Pour la personne soupçonnée, il est ainsi mentionné dans la déclaration de soupçon le ‘’type de personne’’, son ‘’nom et prénom’’, sa ‘’raison sociale’’, ses ‘’relations d’affaires’’, etc. «La Centif, dans le cadre de son rôle de bordereau récapitulatif, répercute ces informations au procureur qui est seul habilité des suites à donner à ces informations. Le procureur interpelle l’intéressé pour lui poser la question de savoir l’origine de cette somme.

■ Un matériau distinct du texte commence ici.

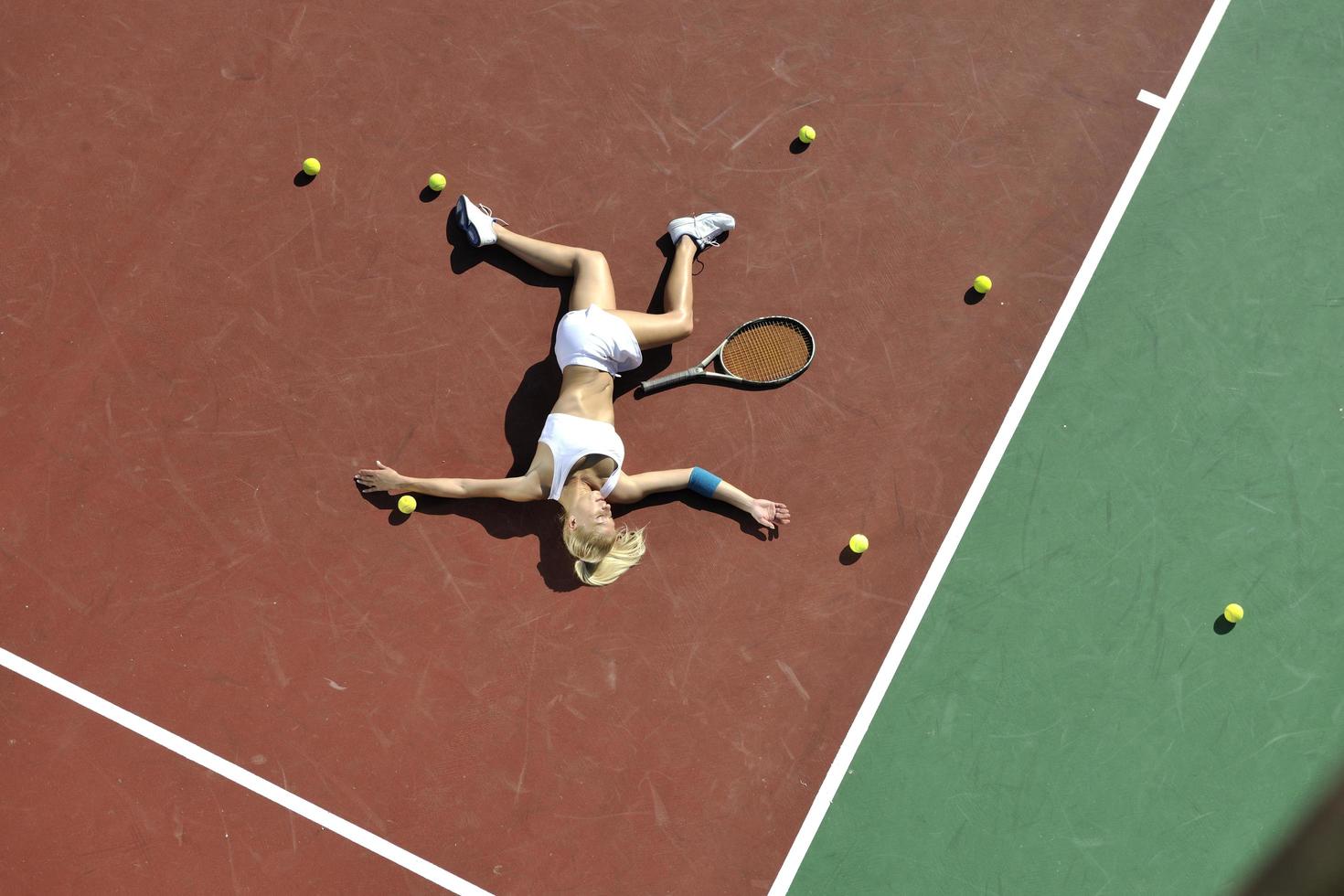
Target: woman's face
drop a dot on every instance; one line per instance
(592, 511)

S'il estime normal que cette personne dispose de cette somme, il classe le dossier sans suite’’, poursuit, notre interlocuteur.

‘’Ce qui nest pas interdit est permis’’

Par ailleurs, en son article 26 relatif à l’Obligation de la déclaration des opérations suspectes, la loi n° 2004-09 du 06 février 2004 mentionne que les personnes visées sont tenues de déclarer à la Centif les «sommes d’argent et autres biens en leur possession», les «opérations qui portent sur des biens».

Par contre, nous informe-t-on, «il n’est mentionné nulle part, dans cette loi de dépôt en espèce ni en numéraire dans des coffres’’. ‘’On parle de dépôt de sommes d’argent dans des comptes. Et dès l’instant que ce montant atteint tel plafond, l’institution financière est obligée de remplir la déclaration de soupçon et de la faxer à la Centif.

Alors qu’avec un coffre qui est loué et dont le client détient les clés, comment la banque peut-elle savoir que tel client y a gardé de l’or, du diamant…?’’, se demande-t-il. ‘’Il y a un principe juridique qui dit que ce qui n’est pas interdit est permis. Dans aucun compte, on ne pourrait avoir le moindre petit reflet de ces sommes d’argent stockées’’, commente-t-il.